Софья (обманутые иллюзии) (СИ) - Леонова Юлия. Страница 114
Морозов вздохнул, собираясь духом:
- История сия почти сказочная, Александр Сергеевич, - начал Сашко, улыбнувшись своим воспоминаниям. – Был я в Петербурге в приемной Государя, отвозил пакет, - уточнил Сашко. – Ко мне обратился один генерал весьма преклонных годов со словами, что лицо мое ему показалось знакомым. Тут меня окликнул дежурный адъютант, так старик этот меня догнал в коридоре и уговорил поехать с ним. Не знаю почему, но мне он стал ужасно любопытен и я последовал за ним, - рассказывал Морозов.
Александр слушал не перебивая. Налив вторую рюмку он вновь подвинул ее Сашко. Морозов залпом выпил бренди, глаза его заблестели, на смуглых скулах проступил яркий румянец.
- Показал мне Петр Григорьевич портрет один, а на нем маменька моя, - вздохнул Сашко и умолк.
- Я генерала Астахова не знаю почти, - задумчиво отозвался Раневский, - но слышал о нем только хорошее.
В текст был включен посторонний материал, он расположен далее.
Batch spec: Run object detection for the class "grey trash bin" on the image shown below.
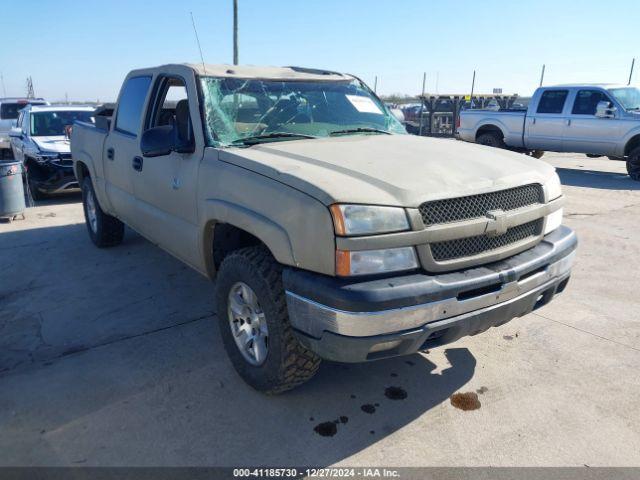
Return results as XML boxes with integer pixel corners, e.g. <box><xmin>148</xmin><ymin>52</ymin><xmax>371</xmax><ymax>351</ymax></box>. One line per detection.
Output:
<box><xmin>0</xmin><ymin>162</ymin><xmax>26</xmax><ymax>220</ymax></box>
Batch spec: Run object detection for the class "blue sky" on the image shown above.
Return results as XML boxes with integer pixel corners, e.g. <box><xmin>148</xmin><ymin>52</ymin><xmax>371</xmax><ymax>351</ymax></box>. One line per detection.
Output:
<box><xmin>0</xmin><ymin>0</ymin><xmax>640</xmax><ymax>101</ymax></box>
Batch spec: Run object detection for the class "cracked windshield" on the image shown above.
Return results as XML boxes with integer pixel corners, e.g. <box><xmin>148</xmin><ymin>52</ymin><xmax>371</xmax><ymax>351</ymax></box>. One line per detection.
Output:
<box><xmin>202</xmin><ymin>77</ymin><xmax>406</xmax><ymax>146</ymax></box>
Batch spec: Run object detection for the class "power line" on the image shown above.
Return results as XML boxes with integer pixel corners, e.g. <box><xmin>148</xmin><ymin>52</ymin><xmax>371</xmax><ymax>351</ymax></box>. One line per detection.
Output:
<box><xmin>189</xmin><ymin>12</ymin><xmax>207</xmax><ymax>75</ymax></box>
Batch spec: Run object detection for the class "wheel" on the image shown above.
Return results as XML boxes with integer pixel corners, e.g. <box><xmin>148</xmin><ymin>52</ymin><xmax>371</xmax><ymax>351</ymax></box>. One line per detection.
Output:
<box><xmin>476</xmin><ymin>132</ymin><xmax>505</xmax><ymax>148</ymax></box>
<box><xmin>27</xmin><ymin>179</ymin><xmax>47</xmax><ymax>200</ymax></box>
<box><xmin>627</xmin><ymin>147</ymin><xmax>640</xmax><ymax>182</ymax></box>
<box><xmin>216</xmin><ymin>246</ymin><xmax>320</xmax><ymax>394</ymax></box>
<box><xmin>82</xmin><ymin>177</ymin><xmax>124</xmax><ymax>248</ymax></box>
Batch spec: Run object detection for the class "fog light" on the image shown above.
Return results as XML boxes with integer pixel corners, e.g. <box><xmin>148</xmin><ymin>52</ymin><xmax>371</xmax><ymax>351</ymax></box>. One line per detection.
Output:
<box><xmin>369</xmin><ymin>340</ymin><xmax>402</xmax><ymax>353</ymax></box>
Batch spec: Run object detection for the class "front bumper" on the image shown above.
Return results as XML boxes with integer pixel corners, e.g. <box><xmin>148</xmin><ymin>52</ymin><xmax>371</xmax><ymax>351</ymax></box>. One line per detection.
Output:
<box><xmin>283</xmin><ymin>227</ymin><xmax>577</xmax><ymax>362</ymax></box>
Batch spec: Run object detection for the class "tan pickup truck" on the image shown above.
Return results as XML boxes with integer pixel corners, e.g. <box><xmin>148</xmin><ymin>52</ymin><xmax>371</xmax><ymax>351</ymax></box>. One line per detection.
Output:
<box><xmin>71</xmin><ymin>65</ymin><xmax>577</xmax><ymax>393</ymax></box>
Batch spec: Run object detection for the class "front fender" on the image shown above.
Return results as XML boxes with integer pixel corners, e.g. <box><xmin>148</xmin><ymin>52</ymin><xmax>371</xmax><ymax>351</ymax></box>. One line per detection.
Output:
<box><xmin>202</xmin><ymin>199</ymin><xmax>297</xmax><ymax>272</ymax></box>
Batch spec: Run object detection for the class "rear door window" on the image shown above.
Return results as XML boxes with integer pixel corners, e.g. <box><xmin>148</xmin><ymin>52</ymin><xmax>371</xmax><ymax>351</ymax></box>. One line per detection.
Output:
<box><xmin>115</xmin><ymin>76</ymin><xmax>151</xmax><ymax>136</ymax></box>
<box><xmin>537</xmin><ymin>90</ymin><xmax>569</xmax><ymax>113</ymax></box>
<box><xmin>571</xmin><ymin>90</ymin><xmax>611</xmax><ymax>115</ymax></box>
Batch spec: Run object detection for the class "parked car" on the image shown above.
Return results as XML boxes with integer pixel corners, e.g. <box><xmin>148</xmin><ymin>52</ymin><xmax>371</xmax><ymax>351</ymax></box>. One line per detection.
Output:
<box><xmin>71</xmin><ymin>65</ymin><xmax>577</xmax><ymax>393</ymax></box>
<box><xmin>458</xmin><ymin>84</ymin><xmax>640</xmax><ymax>180</ymax></box>
<box><xmin>0</xmin><ymin>98</ymin><xmax>47</xmax><ymax>159</ymax></box>
<box><xmin>10</xmin><ymin>105</ymin><xmax>95</xmax><ymax>200</ymax></box>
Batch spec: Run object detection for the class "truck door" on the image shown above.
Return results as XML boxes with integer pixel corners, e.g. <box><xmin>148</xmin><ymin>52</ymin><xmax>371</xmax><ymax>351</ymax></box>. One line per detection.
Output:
<box><xmin>525</xmin><ymin>89</ymin><xmax>569</xmax><ymax>152</ymax></box>
<box><xmin>563</xmin><ymin>89</ymin><xmax>624</xmax><ymax>155</ymax></box>
<box><xmin>133</xmin><ymin>74</ymin><xmax>204</xmax><ymax>265</ymax></box>
<box><xmin>102</xmin><ymin>75</ymin><xmax>151</xmax><ymax>225</ymax></box>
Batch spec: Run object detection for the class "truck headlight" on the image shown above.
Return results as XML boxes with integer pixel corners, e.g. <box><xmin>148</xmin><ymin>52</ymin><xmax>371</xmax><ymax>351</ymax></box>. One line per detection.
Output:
<box><xmin>330</xmin><ymin>205</ymin><xmax>409</xmax><ymax>235</ymax></box>
<box><xmin>544</xmin><ymin>208</ymin><xmax>563</xmax><ymax>235</ymax></box>
<box><xmin>545</xmin><ymin>172</ymin><xmax>562</xmax><ymax>201</ymax></box>
<box><xmin>336</xmin><ymin>247</ymin><xmax>418</xmax><ymax>277</ymax></box>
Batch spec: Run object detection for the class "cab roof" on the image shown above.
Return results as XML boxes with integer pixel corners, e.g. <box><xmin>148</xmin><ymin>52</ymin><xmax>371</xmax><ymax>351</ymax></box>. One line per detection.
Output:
<box><xmin>542</xmin><ymin>83</ymin><xmax>632</xmax><ymax>89</ymax></box>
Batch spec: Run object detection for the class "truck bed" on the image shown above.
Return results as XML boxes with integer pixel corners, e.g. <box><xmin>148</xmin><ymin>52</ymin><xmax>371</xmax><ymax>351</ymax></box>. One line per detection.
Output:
<box><xmin>458</xmin><ymin>110</ymin><xmax>527</xmax><ymax>148</ymax></box>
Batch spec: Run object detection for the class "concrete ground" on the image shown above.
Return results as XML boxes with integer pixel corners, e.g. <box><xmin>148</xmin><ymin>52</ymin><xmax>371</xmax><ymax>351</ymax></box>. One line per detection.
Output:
<box><xmin>0</xmin><ymin>154</ymin><xmax>640</xmax><ymax>466</ymax></box>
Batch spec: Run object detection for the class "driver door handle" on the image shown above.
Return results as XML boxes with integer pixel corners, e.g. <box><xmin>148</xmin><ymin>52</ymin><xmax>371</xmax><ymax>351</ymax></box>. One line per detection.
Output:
<box><xmin>132</xmin><ymin>157</ymin><xmax>142</xmax><ymax>172</ymax></box>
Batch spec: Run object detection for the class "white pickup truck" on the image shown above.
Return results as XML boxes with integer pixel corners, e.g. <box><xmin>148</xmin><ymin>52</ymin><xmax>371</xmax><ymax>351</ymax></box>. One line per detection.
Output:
<box><xmin>457</xmin><ymin>84</ymin><xmax>640</xmax><ymax>180</ymax></box>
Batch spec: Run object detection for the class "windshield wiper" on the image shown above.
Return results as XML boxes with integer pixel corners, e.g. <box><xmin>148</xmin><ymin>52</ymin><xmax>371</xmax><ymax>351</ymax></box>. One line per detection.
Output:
<box><xmin>231</xmin><ymin>132</ymin><xmax>318</xmax><ymax>145</ymax></box>
<box><xmin>329</xmin><ymin>127</ymin><xmax>391</xmax><ymax>135</ymax></box>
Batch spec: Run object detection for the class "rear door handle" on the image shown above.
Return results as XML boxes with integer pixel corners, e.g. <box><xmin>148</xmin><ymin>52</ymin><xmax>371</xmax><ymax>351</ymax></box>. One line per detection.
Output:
<box><xmin>132</xmin><ymin>157</ymin><xmax>142</xmax><ymax>172</ymax></box>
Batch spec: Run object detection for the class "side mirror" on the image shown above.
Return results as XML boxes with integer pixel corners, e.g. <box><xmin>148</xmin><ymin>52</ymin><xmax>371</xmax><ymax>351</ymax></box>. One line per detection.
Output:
<box><xmin>140</xmin><ymin>125</ymin><xmax>176</xmax><ymax>157</ymax></box>
<box><xmin>9</xmin><ymin>127</ymin><xmax>22</xmax><ymax>138</ymax></box>
<box><xmin>595</xmin><ymin>100</ymin><xmax>616</xmax><ymax>118</ymax></box>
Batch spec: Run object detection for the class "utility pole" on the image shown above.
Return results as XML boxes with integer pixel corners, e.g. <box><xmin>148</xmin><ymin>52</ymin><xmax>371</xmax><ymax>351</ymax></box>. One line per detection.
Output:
<box><xmin>418</xmin><ymin>72</ymin><xmax>427</xmax><ymax>136</ymax></box>
<box><xmin>233</xmin><ymin>0</ymin><xmax>238</xmax><ymax>65</ymax></box>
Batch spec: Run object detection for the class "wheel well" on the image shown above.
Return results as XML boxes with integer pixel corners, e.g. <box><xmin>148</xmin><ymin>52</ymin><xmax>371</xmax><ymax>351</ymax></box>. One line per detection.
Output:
<box><xmin>76</xmin><ymin>162</ymin><xmax>91</xmax><ymax>185</ymax></box>
<box><xmin>476</xmin><ymin>125</ymin><xmax>504</xmax><ymax>140</ymax></box>
<box><xmin>212</xmin><ymin>223</ymin><xmax>263</xmax><ymax>269</ymax></box>
<box><xmin>624</xmin><ymin>135</ymin><xmax>640</xmax><ymax>156</ymax></box>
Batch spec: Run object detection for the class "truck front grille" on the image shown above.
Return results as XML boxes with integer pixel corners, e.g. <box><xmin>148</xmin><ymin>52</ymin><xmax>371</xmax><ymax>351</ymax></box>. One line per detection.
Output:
<box><xmin>420</xmin><ymin>184</ymin><xmax>544</xmax><ymax>226</ymax></box>
<box><xmin>431</xmin><ymin>218</ymin><xmax>544</xmax><ymax>262</ymax></box>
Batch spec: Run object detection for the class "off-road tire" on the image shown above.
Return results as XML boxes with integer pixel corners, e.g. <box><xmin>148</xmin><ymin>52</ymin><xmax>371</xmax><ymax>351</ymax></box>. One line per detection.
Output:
<box><xmin>476</xmin><ymin>132</ymin><xmax>506</xmax><ymax>148</ymax></box>
<box><xmin>627</xmin><ymin>147</ymin><xmax>640</xmax><ymax>182</ymax></box>
<box><xmin>82</xmin><ymin>177</ymin><xmax>124</xmax><ymax>248</ymax></box>
<box><xmin>216</xmin><ymin>246</ymin><xmax>320</xmax><ymax>394</ymax></box>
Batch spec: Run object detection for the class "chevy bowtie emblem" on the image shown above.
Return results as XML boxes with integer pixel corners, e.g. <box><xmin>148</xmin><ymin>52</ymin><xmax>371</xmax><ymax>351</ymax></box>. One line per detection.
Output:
<box><xmin>485</xmin><ymin>210</ymin><xmax>507</xmax><ymax>237</ymax></box>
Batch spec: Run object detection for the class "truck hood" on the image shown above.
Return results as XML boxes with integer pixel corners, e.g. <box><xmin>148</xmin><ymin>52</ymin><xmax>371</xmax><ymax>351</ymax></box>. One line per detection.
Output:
<box><xmin>220</xmin><ymin>135</ymin><xmax>555</xmax><ymax>207</ymax></box>
<box><xmin>31</xmin><ymin>135</ymin><xmax>71</xmax><ymax>153</ymax></box>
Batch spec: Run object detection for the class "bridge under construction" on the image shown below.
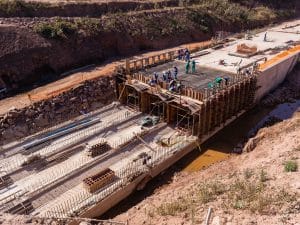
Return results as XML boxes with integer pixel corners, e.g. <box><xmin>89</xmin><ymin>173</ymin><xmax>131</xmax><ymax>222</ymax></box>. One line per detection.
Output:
<box><xmin>0</xmin><ymin>21</ymin><xmax>300</xmax><ymax>224</ymax></box>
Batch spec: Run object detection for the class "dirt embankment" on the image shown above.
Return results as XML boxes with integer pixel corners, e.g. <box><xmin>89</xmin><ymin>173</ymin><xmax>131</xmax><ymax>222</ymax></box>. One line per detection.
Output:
<box><xmin>0</xmin><ymin>0</ymin><xmax>182</xmax><ymax>17</ymax></box>
<box><xmin>0</xmin><ymin>76</ymin><xmax>116</xmax><ymax>144</ymax></box>
<box><xmin>0</xmin><ymin>1</ymin><xmax>295</xmax><ymax>91</ymax></box>
<box><xmin>114</xmin><ymin>109</ymin><xmax>300</xmax><ymax>225</ymax></box>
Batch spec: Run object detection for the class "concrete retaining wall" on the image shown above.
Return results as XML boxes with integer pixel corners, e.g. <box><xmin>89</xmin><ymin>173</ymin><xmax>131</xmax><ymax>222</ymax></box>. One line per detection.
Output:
<box><xmin>255</xmin><ymin>53</ymin><xmax>299</xmax><ymax>102</ymax></box>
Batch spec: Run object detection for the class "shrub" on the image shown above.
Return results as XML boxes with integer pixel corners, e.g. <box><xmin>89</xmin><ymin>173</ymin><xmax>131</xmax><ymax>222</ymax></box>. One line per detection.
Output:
<box><xmin>198</xmin><ymin>181</ymin><xmax>226</xmax><ymax>203</ymax></box>
<box><xmin>284</xmin><ymin>160</ymin><xmax>298</xmax><ymax>172</ymax></box>
<box><xmin>157</xmin><ymin>200</ymin><xmax>189</xmax><ymax>216</ymax></box>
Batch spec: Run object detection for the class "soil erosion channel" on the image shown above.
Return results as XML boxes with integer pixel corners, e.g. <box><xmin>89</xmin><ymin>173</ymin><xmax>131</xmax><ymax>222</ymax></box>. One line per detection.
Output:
<box><xmin>101</xmin><ymin>99</ymin><xmax>300</xmax><ymax>219</ymax></box>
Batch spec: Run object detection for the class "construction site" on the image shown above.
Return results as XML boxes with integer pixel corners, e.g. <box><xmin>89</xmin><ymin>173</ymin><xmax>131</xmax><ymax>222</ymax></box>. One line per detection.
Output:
<box><xmin>0</xmin><ymin>20</ymin><xmax>300</xmax><ymax>224</ymax></box>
Не знал я, что у него дочь была. Впрочем, я рад за тебя, - с улыбкой добавил он, поднимаясь с дивана. – Меня Шевич расспрашивал о том, ему дед твой письмо отписал с просьбой устроить тебе короткий отпуск, - пояснил он в ответ на вопросительный взгляд юнкера.
- Мне дедушка тоже написал, - вздохнул Морозов.
- Я похлопочу, - заверил его Раневский.
- Александр Сергеевич, - поднявшись с кресла, решился Сашко, - вы позволите мне написать сестре вашей Екатерине Сергеевне?
Раневский удивленно замер на месте. Удивление в глазах его сменилось настороженностью, а после и вовсе неодобрением.
- Видимо, я зря спросил вас о том, - опустил глаза Морозов.
- Молоды вы еще юнкер, - холодно ответил Раневский. – Ступайте.
- Слушаюсь, ваше высокоблагородие, - вытянулся Сашко.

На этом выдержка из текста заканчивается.